Both films are unorthodox, to say the least. Shot in black-and-white with what appears to be early videocam technology, Computer Chess could be mistaken at first for newsreel footage before it becomes evident that it is a fictional feature. Austin viewers might have a leg up on this, however, as familiar faces such as those of Wiley Wiggins and Bob Sabiston come into view as characters. Boston film critic and frequent SXSW attendee Gerald Peary also plays a central role. The film is set in 1980 at a nondescript hotel where a computer chess tournament is taking place. Bujalski’s film captures a moment in time when people still wondered if there might ever come a time when the artificial intelligence of a computer might best the human brain in a game of chess – and, eventually, other forms of reasoning. In addition to this milieu of nerdy men and the competition’s first female team member, the film is shot through with surrealistic tones and inexplicable imagery. Also in the hotel is some sort of primal-scream therapy group and dozens of cats. The unique vision of Computer Chess makes it one of the festival’s standouts.

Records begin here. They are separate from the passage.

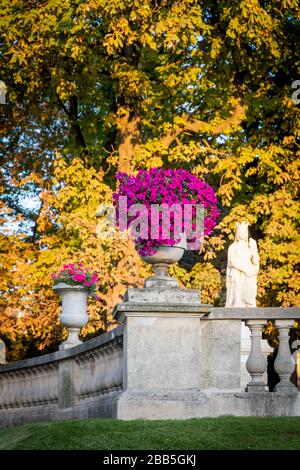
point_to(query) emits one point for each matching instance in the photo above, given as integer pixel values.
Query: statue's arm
(253, 251)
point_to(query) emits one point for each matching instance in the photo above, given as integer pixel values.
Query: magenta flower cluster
(77, 274)
(166, 187)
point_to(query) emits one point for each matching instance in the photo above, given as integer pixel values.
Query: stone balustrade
(69, 383)
(172, 358)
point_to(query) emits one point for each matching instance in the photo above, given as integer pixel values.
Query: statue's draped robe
(242, 269)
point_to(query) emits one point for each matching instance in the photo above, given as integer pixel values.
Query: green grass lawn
(194, 434)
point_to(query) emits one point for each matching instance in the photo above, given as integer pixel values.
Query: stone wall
(173, 358)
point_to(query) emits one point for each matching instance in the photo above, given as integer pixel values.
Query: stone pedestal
(2, 352)
(162, 354)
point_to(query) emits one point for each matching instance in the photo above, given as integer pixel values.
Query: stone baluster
(284, 364)
(256, 363)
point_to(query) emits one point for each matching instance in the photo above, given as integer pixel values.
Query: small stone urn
(161, 260)
(74, 311)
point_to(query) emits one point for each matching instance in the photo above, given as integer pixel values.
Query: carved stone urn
(161, 261)
(74, 311)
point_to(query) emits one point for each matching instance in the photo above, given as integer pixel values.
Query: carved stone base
(72, 340)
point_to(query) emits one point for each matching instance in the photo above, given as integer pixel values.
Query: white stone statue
(242, 269)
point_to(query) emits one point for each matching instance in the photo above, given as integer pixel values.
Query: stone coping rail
(85, 347)
(268, 313)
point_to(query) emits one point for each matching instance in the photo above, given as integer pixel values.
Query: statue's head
(241, 232)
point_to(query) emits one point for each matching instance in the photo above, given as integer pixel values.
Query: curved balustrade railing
(60, 382)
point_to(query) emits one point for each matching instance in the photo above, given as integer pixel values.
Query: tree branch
(196, 125)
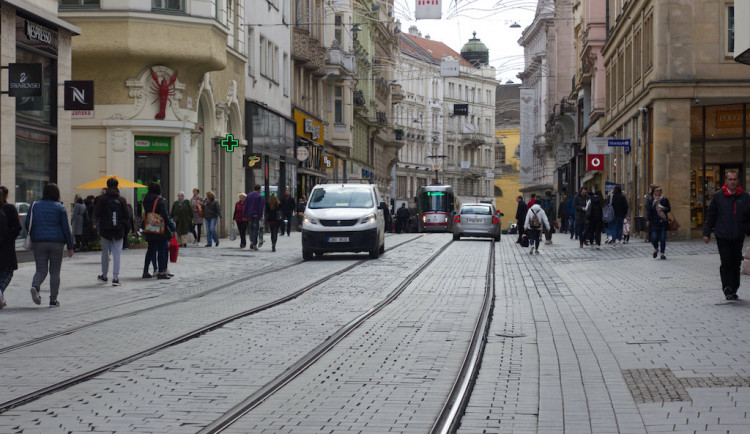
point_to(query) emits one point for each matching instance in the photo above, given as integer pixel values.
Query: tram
(436, 206)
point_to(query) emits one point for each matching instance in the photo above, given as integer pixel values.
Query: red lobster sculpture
(163, 89)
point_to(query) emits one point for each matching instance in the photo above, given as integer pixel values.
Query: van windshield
(341, 198)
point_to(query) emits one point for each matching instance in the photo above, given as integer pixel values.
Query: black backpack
(113, 220)
(3, 226)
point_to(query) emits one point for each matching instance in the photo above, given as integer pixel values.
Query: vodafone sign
(595, 162)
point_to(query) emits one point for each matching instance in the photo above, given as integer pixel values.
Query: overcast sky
(491, 19)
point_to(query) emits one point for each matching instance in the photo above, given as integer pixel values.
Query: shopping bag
(174, 248)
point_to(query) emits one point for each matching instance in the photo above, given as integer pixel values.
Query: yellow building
(507, 183)
(169, 86)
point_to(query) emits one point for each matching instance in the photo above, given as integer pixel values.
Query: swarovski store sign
(24, 79)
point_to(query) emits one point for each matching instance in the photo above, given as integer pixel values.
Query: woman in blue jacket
(47, 223)
(657, 209)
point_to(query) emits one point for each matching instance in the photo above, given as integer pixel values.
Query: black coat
(620, 205)
(728, 216)
(8, 260)
(161, 208)
(652, 217)
(521, 213)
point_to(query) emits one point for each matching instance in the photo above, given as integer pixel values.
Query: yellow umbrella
(102, 183)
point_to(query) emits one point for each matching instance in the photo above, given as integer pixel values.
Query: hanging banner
(595, 162)
(428, 9)
(526, 147)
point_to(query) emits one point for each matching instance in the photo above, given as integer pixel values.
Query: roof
(428, 50)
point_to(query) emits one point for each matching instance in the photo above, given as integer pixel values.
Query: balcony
(339, 62)
(308, 51)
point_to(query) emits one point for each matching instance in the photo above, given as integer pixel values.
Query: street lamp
(436, 161)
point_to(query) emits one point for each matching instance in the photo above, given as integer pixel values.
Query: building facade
(169, 80)
(684, 107)
(35, 137)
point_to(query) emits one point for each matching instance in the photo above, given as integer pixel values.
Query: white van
(344, 218)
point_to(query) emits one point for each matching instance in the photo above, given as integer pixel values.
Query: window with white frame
(251, 61)
(168, 5)
(285, 78)
(730, 28)
(338, 104)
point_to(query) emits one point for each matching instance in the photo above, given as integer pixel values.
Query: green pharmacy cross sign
(229, 143)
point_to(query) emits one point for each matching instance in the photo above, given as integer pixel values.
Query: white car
(344, 218)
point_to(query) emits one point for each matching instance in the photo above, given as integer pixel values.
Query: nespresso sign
(36, 35)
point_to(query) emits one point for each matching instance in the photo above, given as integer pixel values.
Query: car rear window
(479, 210)
(341, 198)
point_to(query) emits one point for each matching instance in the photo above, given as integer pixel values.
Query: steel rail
(64, 384)
(244, 407)
(449, 418)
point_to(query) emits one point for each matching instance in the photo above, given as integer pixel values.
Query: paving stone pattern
(187, 386)
(394, 373)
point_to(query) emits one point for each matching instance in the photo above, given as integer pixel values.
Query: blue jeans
(659, 238)
(618, 228)
(211, 231)
(253, 228)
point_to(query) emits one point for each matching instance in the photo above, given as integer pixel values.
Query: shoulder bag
(154, 223)
(27, 243)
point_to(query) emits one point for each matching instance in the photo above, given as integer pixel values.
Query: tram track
(450, 414)
(196, 332)
(225, 285)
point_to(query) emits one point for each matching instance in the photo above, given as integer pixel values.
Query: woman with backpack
(77, 222)
(274, 217)
(47, 223)
(157, 229)
(10, 227)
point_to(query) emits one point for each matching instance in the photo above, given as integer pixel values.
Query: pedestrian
(195, 227)
(241, 221)
(253, 211)
(620, 206)
(625, 230)
(111, 215)
(657, 209)
(130, 227)
(158, 243)
(301, 205)
(402, 217)
(521, 211)
(274, 217)
(182, 214)
(536, 222)
(595, 220)
(727, 217)
(287, 209)
(212, 214)
(646, 199)
(47, 223)
(10, 227)
(548, 206)
(78, 219)
(562, 214)
(579, 205)
(572, 217)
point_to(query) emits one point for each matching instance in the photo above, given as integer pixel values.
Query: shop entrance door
(151, 168)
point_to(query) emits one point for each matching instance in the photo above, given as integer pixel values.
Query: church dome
(476, 52)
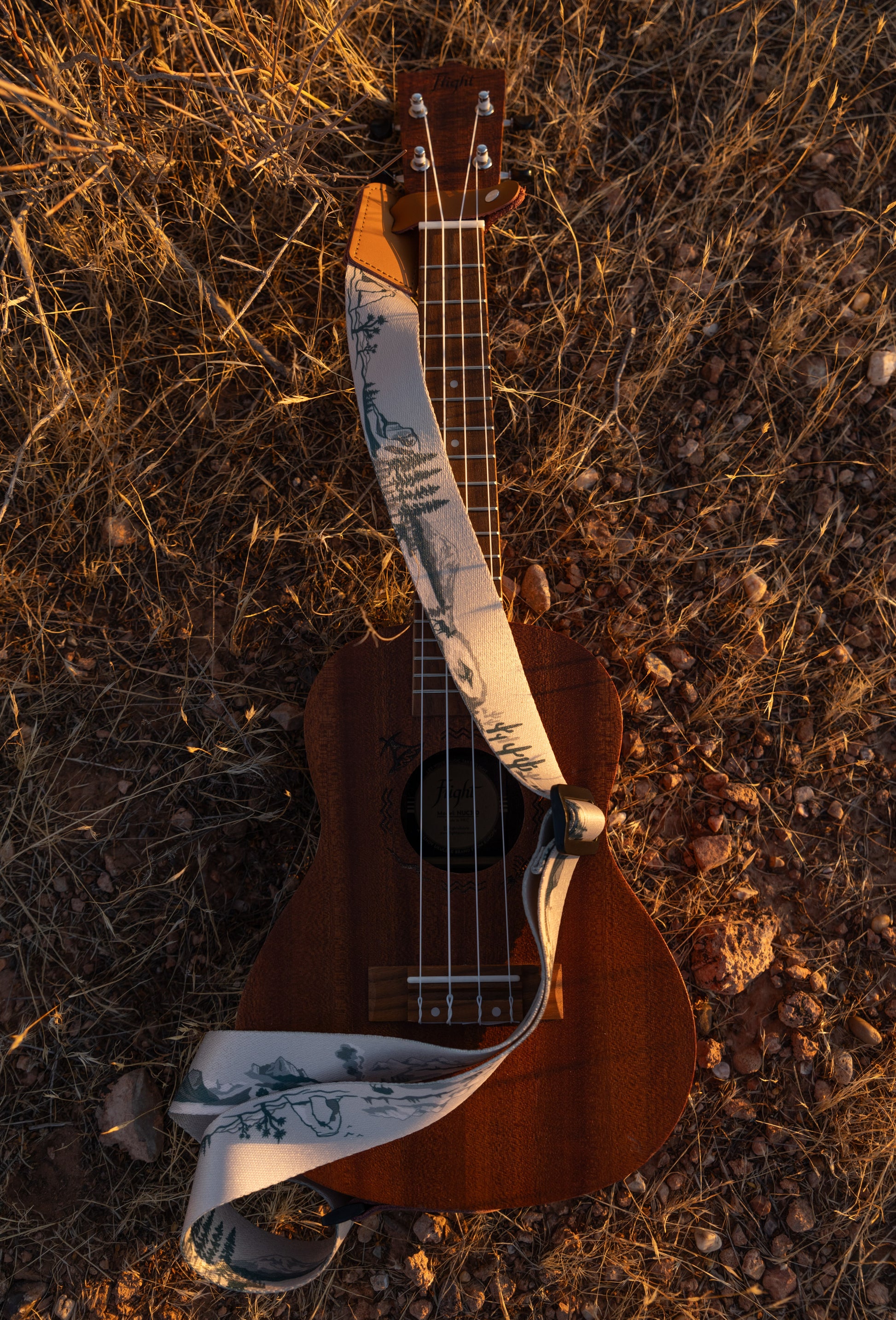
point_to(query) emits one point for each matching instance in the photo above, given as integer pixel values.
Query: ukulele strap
(271, 1107)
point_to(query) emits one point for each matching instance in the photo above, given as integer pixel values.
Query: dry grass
(191, 528)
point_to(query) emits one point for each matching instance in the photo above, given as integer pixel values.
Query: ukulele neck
(454, 349)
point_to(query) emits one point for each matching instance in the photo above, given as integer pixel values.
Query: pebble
(804, 1047)
(800, 1216)
(418, 1269)
(743, 796)
(800, 1010)
(829, 202)
(131, 1117)
(747, 1060)
(679, 658)
(753, 1265)
(586, 479)
(863, 1031)
(755, 586)
(182, 819)
(536, 589)
(662, 672)
(288, 716)
(710, 851)
(431, 1228)
(882, 365)
(842, 1067)
(708, 1241)
(727, 953)
(779, 1282)
(709, 1052)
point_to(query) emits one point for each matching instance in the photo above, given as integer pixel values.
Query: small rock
(882, 365)
(418, 1269)
(755, 586)
(800, 1010)
(729, 955)
(804, 1047)
(536, 590)
(753, 1265)
(710, 851)
(743, 796)
(863, 1031)
(829, 202)
(431, 1228)
(586, 479)
(131, 1117)
(749, 1060)
(779, 1282)
(662, 672)
(679, 658)
(119, 531)
(288, 716)
(708, 1241)
(182, 819)
(800, 1216)
(741, 1109)
(709, 1054)
(782, 1245)
(842, 1067)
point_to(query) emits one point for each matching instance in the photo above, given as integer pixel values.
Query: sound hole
(449, 794)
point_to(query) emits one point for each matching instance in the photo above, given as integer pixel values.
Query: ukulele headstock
(452, 126)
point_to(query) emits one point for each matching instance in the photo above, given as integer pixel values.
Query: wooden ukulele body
(585, 1100)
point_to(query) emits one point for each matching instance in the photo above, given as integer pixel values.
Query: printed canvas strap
(268, 1107)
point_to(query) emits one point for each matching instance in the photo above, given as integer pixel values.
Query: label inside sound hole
(473, 811)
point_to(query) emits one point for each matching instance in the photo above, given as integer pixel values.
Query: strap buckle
(578, 820)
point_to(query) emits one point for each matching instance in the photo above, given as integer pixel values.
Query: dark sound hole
(449, 794)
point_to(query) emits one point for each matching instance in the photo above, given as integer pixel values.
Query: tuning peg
(380, 130)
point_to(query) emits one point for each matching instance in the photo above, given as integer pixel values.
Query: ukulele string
(421, 685)
(449, 999)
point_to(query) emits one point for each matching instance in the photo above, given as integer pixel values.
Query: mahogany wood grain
(584, 1101)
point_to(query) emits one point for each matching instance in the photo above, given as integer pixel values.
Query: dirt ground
(691, 324)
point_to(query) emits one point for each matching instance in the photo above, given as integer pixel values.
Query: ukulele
(409, 922)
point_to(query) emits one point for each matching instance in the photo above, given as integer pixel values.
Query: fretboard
(454, 346)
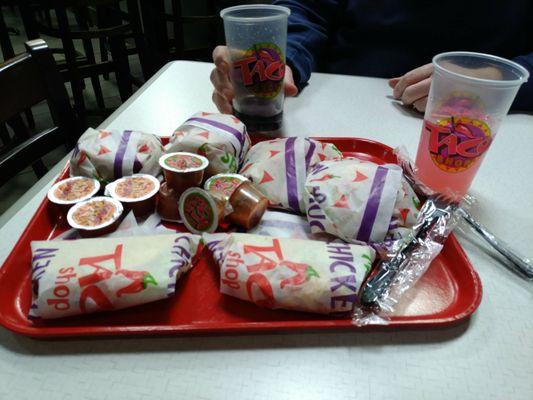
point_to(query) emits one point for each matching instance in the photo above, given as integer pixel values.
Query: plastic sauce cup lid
(112, 188)
(52, 196)
(183, 162)
(117, 212)
(199, 211)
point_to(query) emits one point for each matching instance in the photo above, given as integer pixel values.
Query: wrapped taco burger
(302, 275)
(352, 199)
(279, 168)
(88, 275)
(221, 138)
(108, 155)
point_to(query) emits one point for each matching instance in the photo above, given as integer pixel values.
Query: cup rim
(284, 11)
(490, 82)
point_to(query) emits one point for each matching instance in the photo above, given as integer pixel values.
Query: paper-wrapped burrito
(293, 274)
(279, 168)
(221, 138)
(90, 275)
(107, 155)
(352, 199)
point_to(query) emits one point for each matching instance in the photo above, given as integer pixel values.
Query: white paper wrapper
(221, 138)
(128, 227)
(285, 225)
(107, 155)
(352, 199)
(293, 274)
(279, 168)
(88, 275)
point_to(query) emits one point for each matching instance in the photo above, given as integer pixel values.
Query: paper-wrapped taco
(302, 275)
(279, 168)
(88, 275)
(352, 199)
(221, 138)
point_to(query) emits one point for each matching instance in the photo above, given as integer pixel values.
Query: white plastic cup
(469, 96)
(256, 36)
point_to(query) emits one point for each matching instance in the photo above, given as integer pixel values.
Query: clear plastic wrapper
(407, 261)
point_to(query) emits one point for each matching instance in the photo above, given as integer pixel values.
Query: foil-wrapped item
(408, 261)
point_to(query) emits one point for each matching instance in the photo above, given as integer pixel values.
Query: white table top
(490, 357)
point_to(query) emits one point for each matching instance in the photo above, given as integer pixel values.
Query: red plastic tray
(450, 291)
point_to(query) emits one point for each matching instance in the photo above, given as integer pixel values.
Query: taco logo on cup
(262, 69)
(456, 143)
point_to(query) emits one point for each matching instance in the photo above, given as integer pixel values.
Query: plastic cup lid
(112, 187)
(197, 162)
(116, 213)
(254, 12)
(481, 68)
(54, 199)
(198, 210)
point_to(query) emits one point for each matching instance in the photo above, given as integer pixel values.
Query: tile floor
(26, 182)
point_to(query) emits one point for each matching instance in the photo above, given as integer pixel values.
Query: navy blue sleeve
(524, 98)
(307, 35)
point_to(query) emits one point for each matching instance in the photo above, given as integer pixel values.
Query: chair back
(28, 79)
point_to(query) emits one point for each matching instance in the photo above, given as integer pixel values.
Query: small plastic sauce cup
(183, 170)
(136, 192)
(96, 216)
(248, 204)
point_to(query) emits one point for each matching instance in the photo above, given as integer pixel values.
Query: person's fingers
(221, 82)
(410, 78)
(221, 58)
(290, 88)
(421, 104)
(393, 82)
(416, 91)
(223, 103)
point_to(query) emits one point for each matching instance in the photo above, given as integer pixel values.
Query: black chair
(167, 46)
(109, 29)
(26, 80)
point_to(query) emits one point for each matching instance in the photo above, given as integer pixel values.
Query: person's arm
(309, 25)
(524, 98)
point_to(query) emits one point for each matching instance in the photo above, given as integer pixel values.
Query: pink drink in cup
(469, 96)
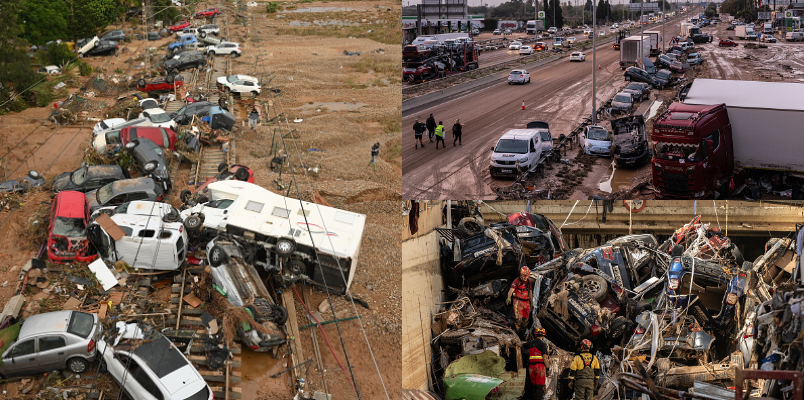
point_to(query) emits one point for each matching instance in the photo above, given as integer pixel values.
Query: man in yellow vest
(440, 134)
(585, 372)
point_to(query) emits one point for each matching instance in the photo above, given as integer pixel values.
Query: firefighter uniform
(585, 370)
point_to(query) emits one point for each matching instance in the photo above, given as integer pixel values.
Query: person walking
(585, 372)
(430, 123)
(521, 289)
(253, 118)
(439, 134)
(538, 363)
(456, 132)
(418, 130)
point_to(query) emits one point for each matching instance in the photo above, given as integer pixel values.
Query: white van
(522, 146)
(141, 241)
(307, 239)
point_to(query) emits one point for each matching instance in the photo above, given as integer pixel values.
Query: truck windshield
(512, 146)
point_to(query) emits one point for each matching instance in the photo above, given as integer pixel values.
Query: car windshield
(81, 324)
(105, 194)
(598, 134)
(161, 356)
(70, 227)
(515, 146)
(159, 118)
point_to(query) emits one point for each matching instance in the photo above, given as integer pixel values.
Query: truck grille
(675, 184)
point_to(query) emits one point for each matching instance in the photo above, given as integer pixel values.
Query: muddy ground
(345, 104)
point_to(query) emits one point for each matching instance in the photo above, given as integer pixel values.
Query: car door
(53, 352)
(20, 358)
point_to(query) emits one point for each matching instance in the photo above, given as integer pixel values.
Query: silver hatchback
(52, 341)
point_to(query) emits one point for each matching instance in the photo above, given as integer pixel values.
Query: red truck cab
(692, 151)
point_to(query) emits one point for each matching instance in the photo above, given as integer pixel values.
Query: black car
(104, 47)
(116, 35)
(185, 61)
(151, 160)
(185, 114)
(88, 178)
(634, 74)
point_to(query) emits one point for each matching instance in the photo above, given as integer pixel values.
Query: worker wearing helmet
(537, 366)
(585, 369)
(521, 288)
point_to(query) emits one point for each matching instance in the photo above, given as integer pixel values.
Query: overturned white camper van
(294, 238)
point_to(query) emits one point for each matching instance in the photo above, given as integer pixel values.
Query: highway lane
(560, 93)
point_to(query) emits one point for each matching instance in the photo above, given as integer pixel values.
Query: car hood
(183, 382)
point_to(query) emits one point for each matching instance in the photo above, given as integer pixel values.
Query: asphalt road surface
(559, 93)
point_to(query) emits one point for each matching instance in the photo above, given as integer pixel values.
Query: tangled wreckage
(685, 317)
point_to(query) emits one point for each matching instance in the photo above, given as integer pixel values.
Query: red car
(209, 12)
(164, 137)
(66, 241)
(165, 84)
(180, 26)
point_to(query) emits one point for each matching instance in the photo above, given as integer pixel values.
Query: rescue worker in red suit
(521, 289)
(537, 366)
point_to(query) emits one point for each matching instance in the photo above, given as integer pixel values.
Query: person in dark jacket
(456, 132)
(430, 123)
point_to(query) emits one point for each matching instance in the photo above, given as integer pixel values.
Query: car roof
(51, 322)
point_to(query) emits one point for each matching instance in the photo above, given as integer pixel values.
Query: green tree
(43, 20)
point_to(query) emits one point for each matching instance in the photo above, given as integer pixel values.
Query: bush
(272, 7)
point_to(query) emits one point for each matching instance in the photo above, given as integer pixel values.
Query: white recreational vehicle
(297, 239)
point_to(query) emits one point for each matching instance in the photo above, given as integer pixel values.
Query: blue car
(183, 41)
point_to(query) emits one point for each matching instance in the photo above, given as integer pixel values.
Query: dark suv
(185, 61)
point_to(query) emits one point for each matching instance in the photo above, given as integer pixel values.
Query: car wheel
(77, 365)
(216, 256)
(285, 247)
(193, 223)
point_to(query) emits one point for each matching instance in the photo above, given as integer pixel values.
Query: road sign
(648, 6)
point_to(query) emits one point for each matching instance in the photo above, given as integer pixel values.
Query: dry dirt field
(344, 104)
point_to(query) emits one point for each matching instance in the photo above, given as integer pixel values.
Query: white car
(577, 56)
(147, 365)
(596, 140)
(240, 84)
(225, 48)
(518, 76)
(158, 117)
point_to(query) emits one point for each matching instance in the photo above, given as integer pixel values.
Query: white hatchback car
(518, 76)
(577, 56)
(147, 365)
(240, 84)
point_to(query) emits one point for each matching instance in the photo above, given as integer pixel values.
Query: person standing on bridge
(456, 132)
(418, 130)
(430, 127)
(440, 135)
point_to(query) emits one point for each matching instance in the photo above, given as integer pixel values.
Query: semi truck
(706, 145)
(655, 42)
(633, 49)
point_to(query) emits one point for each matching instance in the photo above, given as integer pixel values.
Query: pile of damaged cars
(680, 315)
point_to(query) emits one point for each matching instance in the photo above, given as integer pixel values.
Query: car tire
(596, 286)
(77, 365)
(193, 223)
(285, 247)
(242, 174)
(216, 256)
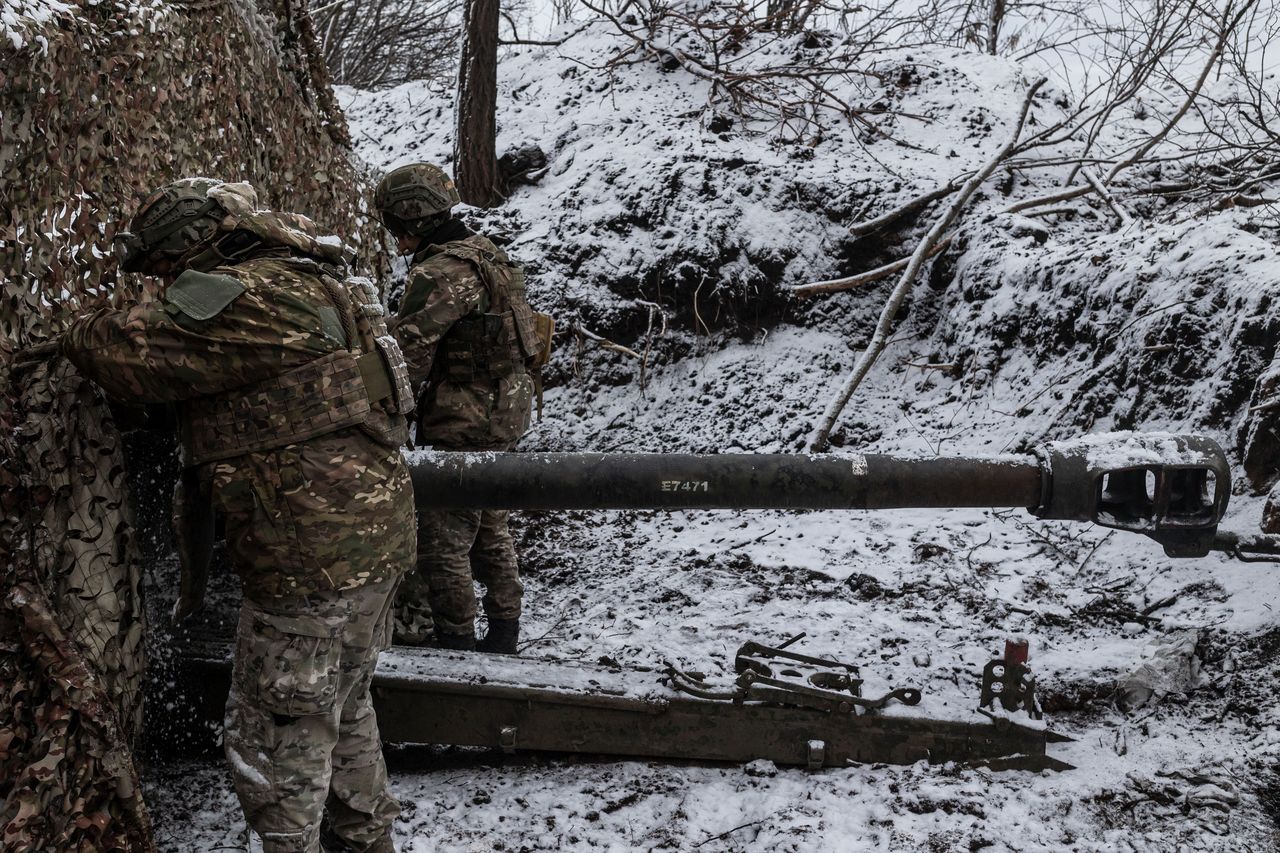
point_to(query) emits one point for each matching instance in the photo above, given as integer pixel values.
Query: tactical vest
(365, 386)
(502, 340)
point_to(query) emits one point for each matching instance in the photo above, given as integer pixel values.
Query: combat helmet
(414, 197)
(172, 220)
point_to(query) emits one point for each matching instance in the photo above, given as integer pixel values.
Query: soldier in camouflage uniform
(292, 404)
(467, 334)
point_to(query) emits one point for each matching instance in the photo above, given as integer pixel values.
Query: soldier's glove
(28, 357)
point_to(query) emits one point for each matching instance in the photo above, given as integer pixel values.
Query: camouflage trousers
(456, 548)
(301, 734)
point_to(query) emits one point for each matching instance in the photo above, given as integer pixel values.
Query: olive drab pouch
(504, 283)
(373, 322)
(201, 296)
(545, 325)
(291, 661)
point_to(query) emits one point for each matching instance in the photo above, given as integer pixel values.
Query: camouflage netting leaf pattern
(100, 104)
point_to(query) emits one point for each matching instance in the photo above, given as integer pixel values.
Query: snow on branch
(822, 437)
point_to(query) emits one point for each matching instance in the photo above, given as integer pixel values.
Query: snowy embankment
(1023, 331)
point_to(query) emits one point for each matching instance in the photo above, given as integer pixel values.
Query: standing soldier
(467, 336)
(292, 405)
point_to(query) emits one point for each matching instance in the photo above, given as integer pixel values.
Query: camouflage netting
(99, 103)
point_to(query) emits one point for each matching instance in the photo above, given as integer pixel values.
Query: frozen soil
(1025, 331)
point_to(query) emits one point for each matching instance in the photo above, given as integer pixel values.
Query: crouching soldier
(292, 405)
(469, 337)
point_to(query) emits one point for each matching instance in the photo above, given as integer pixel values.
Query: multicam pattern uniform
(487, 413)
(319, 532)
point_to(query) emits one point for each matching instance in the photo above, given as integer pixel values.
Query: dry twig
(883, 327)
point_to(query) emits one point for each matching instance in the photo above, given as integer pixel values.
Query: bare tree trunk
(474, 151)
(995, 19)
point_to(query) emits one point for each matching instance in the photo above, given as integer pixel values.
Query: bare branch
(883, 327)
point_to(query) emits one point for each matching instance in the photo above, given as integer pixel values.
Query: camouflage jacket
(329, 512)
(487, 413)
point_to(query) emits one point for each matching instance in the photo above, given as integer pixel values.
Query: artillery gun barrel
(1171, 488)
(720, 482)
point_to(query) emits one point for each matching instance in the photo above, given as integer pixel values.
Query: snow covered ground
(1032, 331)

Yen Tan’s Pit Stop is an evocative study of the search for love and romance among gay men in a small Texas town. Previously featured in an Austin Chronicle cover story, “Sleight of Hand,” for his work as a film-poster artist, Tan shows in his third feature film that he is a multitalented creator. Two gay relationships are depicted in their post-breakup period. After the end of a four-year relationship with a married man, Gabe (Bill Heck) spends more time with his former wife and young daughter, to whom he is still inexorably connected. Unusual for a film like this, great attention is paid to Gabe’s ex-wife Shannon (Amy Seimetz) and her struggle to also find love again. Meanwhile, Ernesto (Marcus DeAnda), a blue-collar worker who allows his younger ex-lover to remain living with him, visits a former love who has been in a coma in a hospital for the last two months. In bits and fragments, the film reveals some of the depths of life’s sadness, while also retaining a certain romantic hopefulness.